Colonel Gaétan Bédard, is a retired Canadian Army colonel who served as the Commandant of RMC Saint-Jean. Previously, Bédard served as commandant of the Canadian Forces Leadership and Recruit School and was an Executive Assistant to the Vice Chief of the Defense Staff at National Defense Headquarters.

== Education ==
Gaétan Bédard enrolled into the Canadian Armed Forces in 1994 and attended the Royal Military College Saint-Jean and the Royal Military College of Canada where he would graduate with a bachelor's degree in military studies. In addition he holds a Masters of Defence Studies from the Canadian Forces College, and a Master of Arts in Strategic Studies from the US Army Command and General Staff College.

== Military career ==
After Graduating from the Royal Military College Bédard commissioned into the 2nd Battalion, Royal 22e Régiment as a Infantry Platoon commander. In 2002 he would deploy to Bosnia and Herzegovina for Operation Palladium part of the NATO intervention in Bosnia and Herzegovina. He would later be a Company commander in Operation Hestia in Haiti with the 3rd Battalion. He would later deploy to Afghanistan as a mentor to Afghan army and police elements, for which he would be awarded with the Chief of the Defence Staff Commendation.

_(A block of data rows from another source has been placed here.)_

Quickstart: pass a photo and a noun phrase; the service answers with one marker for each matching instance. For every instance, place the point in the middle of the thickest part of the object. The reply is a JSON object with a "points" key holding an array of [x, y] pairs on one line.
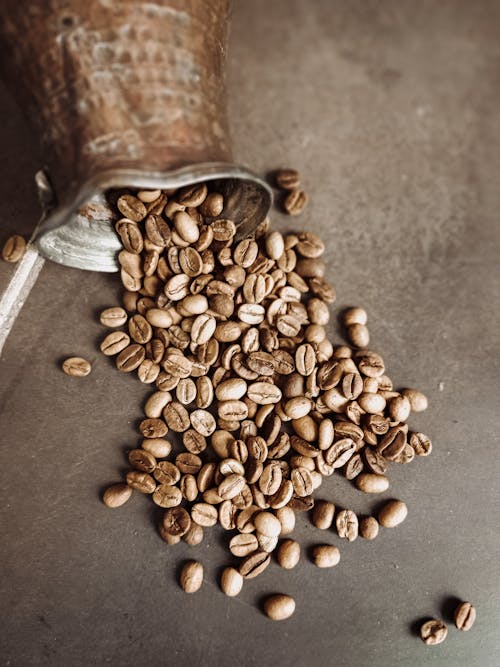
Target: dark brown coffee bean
{"points": [[176, 521], [433, 632], [254, 564]]}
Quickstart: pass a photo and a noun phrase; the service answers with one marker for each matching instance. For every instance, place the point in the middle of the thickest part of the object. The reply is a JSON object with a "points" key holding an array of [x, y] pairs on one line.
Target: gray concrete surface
{"points": [[390, 111]]}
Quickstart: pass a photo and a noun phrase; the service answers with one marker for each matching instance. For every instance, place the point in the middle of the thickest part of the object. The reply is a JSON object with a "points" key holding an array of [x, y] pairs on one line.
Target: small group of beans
{"points": [[253, 405], [434, 631]]}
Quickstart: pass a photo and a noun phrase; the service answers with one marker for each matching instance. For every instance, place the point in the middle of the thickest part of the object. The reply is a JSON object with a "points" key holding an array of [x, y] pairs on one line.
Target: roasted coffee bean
{"points": [[130, 358], [465, 615], [392, 513], [323, 514], [76, 367], [325, 555], [141, 481], [231, 582], [347, 525], [372, 483], [368, 528], [433, 632], [116, 495], [279, 607], [421, 444], [176, 521], [254, 564], [153, 428], [243, 544], [191, 577]]}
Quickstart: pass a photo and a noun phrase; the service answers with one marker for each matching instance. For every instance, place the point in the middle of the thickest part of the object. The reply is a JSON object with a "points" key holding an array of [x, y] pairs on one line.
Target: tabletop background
{"points": [[390, 111]]}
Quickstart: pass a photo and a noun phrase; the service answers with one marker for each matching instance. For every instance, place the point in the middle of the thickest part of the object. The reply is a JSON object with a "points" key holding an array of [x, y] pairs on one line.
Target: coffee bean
{"points": [[465, 615], [114, 343], [433, 632], [372, 483], [347, 525], [141, 481], [421, 444], [392, 513], [117, 495], [113, 317], [176, 521], [368, 527], [191, 577], [76, 367], [14, 248], [279, 607], [254, 564], [325, 555]]}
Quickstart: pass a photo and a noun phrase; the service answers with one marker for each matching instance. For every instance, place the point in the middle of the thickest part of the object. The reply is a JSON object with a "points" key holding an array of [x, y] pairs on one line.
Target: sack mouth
{"points": [[79, 231]]}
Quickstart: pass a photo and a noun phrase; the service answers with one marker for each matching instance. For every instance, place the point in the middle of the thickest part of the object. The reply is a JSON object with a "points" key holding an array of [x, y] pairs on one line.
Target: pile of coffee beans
{"points": [[253, 405]]}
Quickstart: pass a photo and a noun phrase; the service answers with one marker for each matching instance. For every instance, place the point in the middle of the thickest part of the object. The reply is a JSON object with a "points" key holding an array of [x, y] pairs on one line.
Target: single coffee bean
{"points": [[76, 367], [288, 554], [279, 607], [323, 514], [113, 317], [114, 343], [117, 495], [141, 481], [325, 555], [204, 514], [14, 248], [418, 400], [231, 582], [347, 525], [176, 521], [372, 483], [191, 577], [465, 615], [254, 564], [242, 545], [433, 632], [392, 513], [421, 444]]}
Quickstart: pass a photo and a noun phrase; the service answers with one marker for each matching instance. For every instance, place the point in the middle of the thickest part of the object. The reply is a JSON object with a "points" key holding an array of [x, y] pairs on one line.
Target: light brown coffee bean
{"points": [[254, 564], [279, 607], [131, 207], [323, 514], [243, 544], [231, 582], [465, 615], [116, 495], [191, 577], [347, 525], [421, 444], [167, 496], [204, 514], [325, 555], [176, 416], [130, 358], [141, 481], [418, 400], [114, 343], [113, 317], [14, 248], [392, 513], [76, 367], [288, 554], [176, 521], [372, 483], [433, 632], [368, 527]]}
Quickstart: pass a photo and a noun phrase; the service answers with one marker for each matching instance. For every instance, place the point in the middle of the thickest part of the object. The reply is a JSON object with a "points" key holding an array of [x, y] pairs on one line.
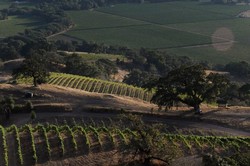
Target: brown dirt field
{"points": [[63, 102], [56, 98]]}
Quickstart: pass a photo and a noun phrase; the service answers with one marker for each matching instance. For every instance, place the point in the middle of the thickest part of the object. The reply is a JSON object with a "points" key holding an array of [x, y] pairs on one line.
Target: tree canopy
{"points": [[189, 85], [35, 66]]}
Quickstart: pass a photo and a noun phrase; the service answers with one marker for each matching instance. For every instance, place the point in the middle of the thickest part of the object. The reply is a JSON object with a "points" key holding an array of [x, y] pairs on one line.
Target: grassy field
{"points": [[5, 4], [16, 24], [175, 12], [94, 57], [175, 27], [135, 36]]}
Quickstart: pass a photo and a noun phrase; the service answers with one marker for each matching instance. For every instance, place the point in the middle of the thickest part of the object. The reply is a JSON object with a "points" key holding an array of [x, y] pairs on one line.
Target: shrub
{"points": [[29, 106], [33, 115]]}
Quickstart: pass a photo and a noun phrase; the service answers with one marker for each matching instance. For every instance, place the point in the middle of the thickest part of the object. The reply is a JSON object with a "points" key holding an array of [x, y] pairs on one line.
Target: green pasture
{"points": [[16, 24], [4, 4], [238, 52], [174, 12], [115, 30], [238, 26], [92, 20], [172, 26], [94, 57]]}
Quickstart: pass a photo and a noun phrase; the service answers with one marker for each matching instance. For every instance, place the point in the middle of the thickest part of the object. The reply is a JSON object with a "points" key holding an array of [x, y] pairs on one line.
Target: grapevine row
{"points": [[99, 86]]}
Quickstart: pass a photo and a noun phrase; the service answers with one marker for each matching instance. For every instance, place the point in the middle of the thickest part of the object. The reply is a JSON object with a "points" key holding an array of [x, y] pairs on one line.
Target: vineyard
{"points": [[29, 145], [95, 85], [99, 86]]}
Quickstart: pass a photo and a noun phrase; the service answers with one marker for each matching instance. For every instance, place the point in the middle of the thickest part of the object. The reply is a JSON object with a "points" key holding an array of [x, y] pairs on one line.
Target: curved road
{"points": [[21, 119]]}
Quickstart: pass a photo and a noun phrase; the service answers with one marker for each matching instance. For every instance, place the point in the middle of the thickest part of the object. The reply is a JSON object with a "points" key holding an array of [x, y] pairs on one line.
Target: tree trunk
{"points": [[197, 109], [35, 81]]}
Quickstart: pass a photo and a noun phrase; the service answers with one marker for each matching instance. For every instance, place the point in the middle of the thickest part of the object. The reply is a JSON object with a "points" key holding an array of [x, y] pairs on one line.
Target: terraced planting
{"points": [[99, 86], [29, 145]]}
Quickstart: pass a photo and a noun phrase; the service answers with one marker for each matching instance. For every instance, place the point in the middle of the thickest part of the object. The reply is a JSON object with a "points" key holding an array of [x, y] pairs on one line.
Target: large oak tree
{"points": [[35, 66], [189, 85]]}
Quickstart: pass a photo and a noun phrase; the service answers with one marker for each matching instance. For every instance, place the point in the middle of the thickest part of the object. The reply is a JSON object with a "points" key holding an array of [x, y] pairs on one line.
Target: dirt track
{"points": [[54, 101]]}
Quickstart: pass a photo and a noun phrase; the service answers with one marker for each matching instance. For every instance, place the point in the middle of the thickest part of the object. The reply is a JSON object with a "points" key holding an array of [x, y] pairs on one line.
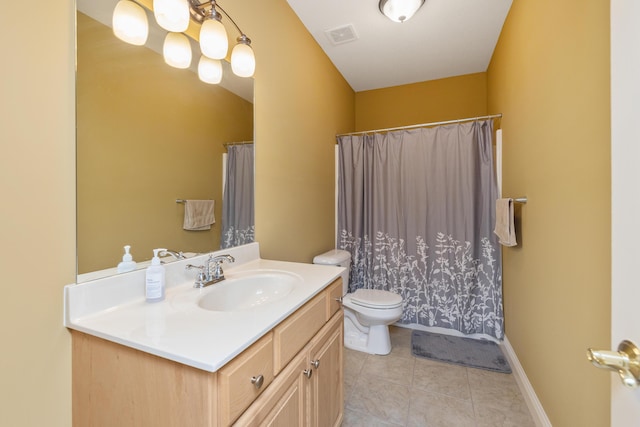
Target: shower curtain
{"points": [[416, 210], [237, 204]]}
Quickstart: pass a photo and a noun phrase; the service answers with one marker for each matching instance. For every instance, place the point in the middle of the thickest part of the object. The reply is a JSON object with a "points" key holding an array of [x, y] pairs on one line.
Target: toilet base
{"points": [[368, 339]]}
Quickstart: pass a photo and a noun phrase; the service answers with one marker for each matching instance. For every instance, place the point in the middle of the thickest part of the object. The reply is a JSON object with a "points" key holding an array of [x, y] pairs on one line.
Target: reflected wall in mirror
{"points": [[147, 134]]}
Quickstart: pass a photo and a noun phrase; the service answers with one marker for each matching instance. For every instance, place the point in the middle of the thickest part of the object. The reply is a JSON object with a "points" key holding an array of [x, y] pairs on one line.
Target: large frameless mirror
{"points": [[148, 135]]}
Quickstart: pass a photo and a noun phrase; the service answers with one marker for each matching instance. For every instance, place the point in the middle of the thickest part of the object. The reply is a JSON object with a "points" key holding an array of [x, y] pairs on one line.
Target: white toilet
{"points": [[367, 312]]}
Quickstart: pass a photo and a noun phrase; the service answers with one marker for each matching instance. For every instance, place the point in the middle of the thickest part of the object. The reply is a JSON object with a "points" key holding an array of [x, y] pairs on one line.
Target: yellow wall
{"points": [[432, 101], [301, 102], [549, 76], [147, 134], [37, 175]]}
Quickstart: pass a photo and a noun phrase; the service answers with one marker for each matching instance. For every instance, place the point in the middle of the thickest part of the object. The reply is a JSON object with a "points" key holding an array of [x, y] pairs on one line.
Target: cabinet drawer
{"points": [[294, 332], [237, 391], [334, 291]]}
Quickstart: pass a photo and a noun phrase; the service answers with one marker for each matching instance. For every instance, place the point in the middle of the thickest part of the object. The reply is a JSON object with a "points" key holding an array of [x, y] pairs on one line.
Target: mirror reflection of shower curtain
{"points": [[416, 210], [238, 218]]}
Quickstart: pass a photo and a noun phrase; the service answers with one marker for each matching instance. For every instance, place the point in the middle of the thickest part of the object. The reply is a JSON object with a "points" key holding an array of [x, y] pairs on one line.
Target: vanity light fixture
{"points": [[214, 43], [130, 23], [399, 10]]}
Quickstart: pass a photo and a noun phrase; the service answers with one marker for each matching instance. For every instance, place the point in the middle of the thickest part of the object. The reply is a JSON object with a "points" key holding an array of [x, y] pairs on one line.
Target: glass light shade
{"points": [[213, 39], [243, 61], [172, 15], [130, 23], [210, 70], [400, 10], [177, 50]]}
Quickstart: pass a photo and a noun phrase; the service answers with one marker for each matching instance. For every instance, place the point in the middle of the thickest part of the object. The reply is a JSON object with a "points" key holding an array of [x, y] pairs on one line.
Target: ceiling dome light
{"points": [[213, 39], [210, 70], [177, 50], [400, 10], [130, 23], [243, 61], [172, 15]]}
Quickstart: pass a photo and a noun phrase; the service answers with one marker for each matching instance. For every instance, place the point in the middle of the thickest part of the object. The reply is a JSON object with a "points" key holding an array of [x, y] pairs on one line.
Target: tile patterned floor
{"points": [[402, 390]]}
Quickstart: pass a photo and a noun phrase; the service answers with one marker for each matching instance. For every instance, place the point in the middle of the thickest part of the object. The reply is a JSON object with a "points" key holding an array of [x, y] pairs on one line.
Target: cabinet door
{"points": [[327, 393]]}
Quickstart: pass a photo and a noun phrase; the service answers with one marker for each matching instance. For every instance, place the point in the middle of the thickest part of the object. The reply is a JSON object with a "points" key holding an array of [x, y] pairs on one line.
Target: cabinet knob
{"points": [[257, 381]]}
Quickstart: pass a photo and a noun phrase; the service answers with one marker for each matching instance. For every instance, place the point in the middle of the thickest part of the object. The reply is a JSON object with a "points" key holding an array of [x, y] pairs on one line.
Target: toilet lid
{"points": [[374, 298]]}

In 2016, Bédard took command of the Canadian Forces Leadership and Recruit School a position he held until 2018. In 2026, Gaétan Bédard took command of the Canadian Forces Leadership and Recruit School, a position he held until 2018. In June 2021, he took over command of RMC Saint-Jean until his retirement from the Canadian Armed Forces in July 2023.

== Political career ==
Bédard was selected by the Parti Québécois to be their candidate for the National Assembly of Quebec in Saint-Jean in the 2026 Quebec general election.